Find \(y^\prime\) if \(y=( 1+x^{2}) e^{x}\!\).
Solution The function \(y\) is the product of two functions: a polynomial, \(f( x) =1+x^{2}\), and the exponential function \(g( x) =e^{x}\). By the Product Rule, \[ \begin{eqnarray*} y^\prime =\frac{d}{dx}[(1+x^{2}) e^{x}] \underset{\underset{\color{#0066A7}{\text{Product Rule}}}{\color{#0066A7}{\uparrow}}}{=} (1+x^{2}) \left[ \frac{d}{dx}e^{x}\right] +\left[\frac{d}{dx}(1+x^{2})\right] e^{x}=( 1+x^{2}) e^{x}+2xe^{x}\\ \end{eqnarray*} \]

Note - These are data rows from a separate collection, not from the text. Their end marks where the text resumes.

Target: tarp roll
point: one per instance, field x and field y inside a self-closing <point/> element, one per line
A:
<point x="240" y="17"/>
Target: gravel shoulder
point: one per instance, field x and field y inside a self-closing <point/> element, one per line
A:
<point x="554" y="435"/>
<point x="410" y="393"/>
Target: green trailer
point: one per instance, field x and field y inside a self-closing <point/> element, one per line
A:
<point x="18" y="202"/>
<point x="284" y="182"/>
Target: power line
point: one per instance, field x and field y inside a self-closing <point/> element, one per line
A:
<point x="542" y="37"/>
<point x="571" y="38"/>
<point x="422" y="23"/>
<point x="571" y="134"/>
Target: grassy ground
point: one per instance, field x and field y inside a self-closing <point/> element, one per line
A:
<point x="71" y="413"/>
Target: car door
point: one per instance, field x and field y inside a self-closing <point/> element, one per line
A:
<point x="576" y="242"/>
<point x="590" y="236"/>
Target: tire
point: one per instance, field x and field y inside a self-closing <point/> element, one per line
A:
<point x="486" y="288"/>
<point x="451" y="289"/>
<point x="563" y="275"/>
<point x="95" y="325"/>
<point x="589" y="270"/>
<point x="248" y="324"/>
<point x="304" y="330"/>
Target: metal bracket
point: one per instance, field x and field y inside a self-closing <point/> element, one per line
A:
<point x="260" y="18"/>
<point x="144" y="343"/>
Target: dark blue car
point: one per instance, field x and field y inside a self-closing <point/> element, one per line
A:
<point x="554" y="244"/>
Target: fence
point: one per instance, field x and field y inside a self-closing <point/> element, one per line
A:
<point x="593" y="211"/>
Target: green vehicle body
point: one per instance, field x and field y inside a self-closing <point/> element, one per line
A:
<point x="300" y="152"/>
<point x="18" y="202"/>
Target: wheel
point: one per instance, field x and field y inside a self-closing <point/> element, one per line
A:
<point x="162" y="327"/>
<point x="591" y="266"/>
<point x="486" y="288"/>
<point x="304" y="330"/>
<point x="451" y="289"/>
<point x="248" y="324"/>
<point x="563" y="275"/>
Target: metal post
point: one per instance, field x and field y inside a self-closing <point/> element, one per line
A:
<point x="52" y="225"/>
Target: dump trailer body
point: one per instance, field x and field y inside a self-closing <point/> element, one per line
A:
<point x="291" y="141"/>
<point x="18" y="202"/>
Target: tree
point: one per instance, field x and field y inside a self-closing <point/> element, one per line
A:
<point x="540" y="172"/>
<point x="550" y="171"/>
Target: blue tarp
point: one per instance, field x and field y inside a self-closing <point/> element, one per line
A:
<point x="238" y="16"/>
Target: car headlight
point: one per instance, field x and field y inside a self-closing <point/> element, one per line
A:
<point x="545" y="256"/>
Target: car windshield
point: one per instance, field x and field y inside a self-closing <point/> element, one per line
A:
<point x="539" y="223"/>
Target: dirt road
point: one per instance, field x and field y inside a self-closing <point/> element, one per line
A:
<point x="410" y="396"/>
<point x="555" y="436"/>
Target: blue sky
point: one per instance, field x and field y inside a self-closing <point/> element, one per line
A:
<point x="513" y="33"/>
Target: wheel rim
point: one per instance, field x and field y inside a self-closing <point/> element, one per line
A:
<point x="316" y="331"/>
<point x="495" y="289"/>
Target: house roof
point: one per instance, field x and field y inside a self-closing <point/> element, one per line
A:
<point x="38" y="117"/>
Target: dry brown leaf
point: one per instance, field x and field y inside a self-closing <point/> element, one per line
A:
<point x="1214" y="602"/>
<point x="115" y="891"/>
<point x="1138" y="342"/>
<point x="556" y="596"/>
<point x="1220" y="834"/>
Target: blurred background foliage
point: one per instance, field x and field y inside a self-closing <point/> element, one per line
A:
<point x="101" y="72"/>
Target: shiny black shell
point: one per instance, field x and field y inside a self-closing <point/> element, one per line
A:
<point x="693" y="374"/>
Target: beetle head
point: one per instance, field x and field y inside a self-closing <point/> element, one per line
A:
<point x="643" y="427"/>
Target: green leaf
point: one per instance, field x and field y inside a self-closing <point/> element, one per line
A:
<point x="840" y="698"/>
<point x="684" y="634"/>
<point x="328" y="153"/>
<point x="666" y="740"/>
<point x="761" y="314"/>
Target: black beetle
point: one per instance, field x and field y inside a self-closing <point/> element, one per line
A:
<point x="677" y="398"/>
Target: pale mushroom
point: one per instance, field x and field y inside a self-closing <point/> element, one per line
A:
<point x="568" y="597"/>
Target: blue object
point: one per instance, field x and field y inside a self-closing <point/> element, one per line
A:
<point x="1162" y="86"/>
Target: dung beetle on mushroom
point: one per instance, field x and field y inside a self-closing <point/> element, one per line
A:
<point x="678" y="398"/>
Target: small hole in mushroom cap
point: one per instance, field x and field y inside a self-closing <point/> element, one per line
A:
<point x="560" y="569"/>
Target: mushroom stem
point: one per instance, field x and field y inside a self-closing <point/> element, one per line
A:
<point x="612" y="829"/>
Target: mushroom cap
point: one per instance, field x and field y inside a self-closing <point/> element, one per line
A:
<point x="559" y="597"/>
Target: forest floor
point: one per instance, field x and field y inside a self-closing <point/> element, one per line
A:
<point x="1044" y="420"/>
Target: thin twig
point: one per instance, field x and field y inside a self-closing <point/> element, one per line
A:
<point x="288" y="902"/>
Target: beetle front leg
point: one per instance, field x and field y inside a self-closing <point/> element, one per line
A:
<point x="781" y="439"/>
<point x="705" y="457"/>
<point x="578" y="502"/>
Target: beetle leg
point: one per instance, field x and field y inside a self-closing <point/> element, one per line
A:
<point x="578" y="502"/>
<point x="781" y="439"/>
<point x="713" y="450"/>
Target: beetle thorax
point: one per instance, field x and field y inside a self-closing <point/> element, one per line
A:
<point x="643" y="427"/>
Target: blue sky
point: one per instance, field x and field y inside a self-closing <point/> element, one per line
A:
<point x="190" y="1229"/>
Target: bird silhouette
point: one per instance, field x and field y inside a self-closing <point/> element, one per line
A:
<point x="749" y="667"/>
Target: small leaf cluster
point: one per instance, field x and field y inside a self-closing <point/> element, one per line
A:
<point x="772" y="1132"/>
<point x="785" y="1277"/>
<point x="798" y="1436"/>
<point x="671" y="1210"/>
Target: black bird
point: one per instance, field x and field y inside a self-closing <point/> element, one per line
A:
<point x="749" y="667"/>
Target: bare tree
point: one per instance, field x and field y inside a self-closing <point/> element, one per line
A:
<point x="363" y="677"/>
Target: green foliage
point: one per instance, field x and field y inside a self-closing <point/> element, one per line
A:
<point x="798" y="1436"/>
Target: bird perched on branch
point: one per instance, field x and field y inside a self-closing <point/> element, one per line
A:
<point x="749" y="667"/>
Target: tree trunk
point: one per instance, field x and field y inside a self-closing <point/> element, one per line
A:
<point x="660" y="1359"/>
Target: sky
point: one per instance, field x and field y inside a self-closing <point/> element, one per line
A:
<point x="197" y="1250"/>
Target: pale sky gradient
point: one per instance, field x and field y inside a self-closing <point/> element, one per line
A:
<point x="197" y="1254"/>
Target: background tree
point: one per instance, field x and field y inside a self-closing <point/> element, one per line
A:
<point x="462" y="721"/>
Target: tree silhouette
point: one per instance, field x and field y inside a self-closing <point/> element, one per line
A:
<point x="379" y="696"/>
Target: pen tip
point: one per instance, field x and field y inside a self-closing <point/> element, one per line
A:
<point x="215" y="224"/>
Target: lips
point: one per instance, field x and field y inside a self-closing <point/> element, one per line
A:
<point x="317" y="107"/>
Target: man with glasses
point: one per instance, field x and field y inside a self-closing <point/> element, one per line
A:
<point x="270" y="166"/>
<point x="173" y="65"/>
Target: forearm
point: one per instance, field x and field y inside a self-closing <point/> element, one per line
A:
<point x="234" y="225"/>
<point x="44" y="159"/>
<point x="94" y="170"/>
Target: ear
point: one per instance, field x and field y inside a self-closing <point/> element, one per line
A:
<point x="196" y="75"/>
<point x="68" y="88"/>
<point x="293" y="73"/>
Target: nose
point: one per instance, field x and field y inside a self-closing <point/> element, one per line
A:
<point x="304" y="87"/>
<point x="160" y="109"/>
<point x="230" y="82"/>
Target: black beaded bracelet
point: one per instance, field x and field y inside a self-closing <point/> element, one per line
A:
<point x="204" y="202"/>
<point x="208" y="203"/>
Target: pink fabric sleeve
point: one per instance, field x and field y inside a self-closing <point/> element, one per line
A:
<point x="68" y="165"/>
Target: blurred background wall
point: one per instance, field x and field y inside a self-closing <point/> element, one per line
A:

At this point, we have found the derivative, but it is customary to simplify the answer. Then \[ \begin{eqnarray*} y\prime \underset{\underset{\color{#0066A7}{\text{Factor out}~e^{x}.}}{\color{#0066A7}{\uparrow }}}{=} ( 1+x^{2}+2x) e^{x} \underset{\underset{\color{#0066A7}{\text{Factor}.}}{\color{#0066A7}{\uparrow }}}{=} ( x+1) ^{2}e^{x} \end{eqnarray*} \]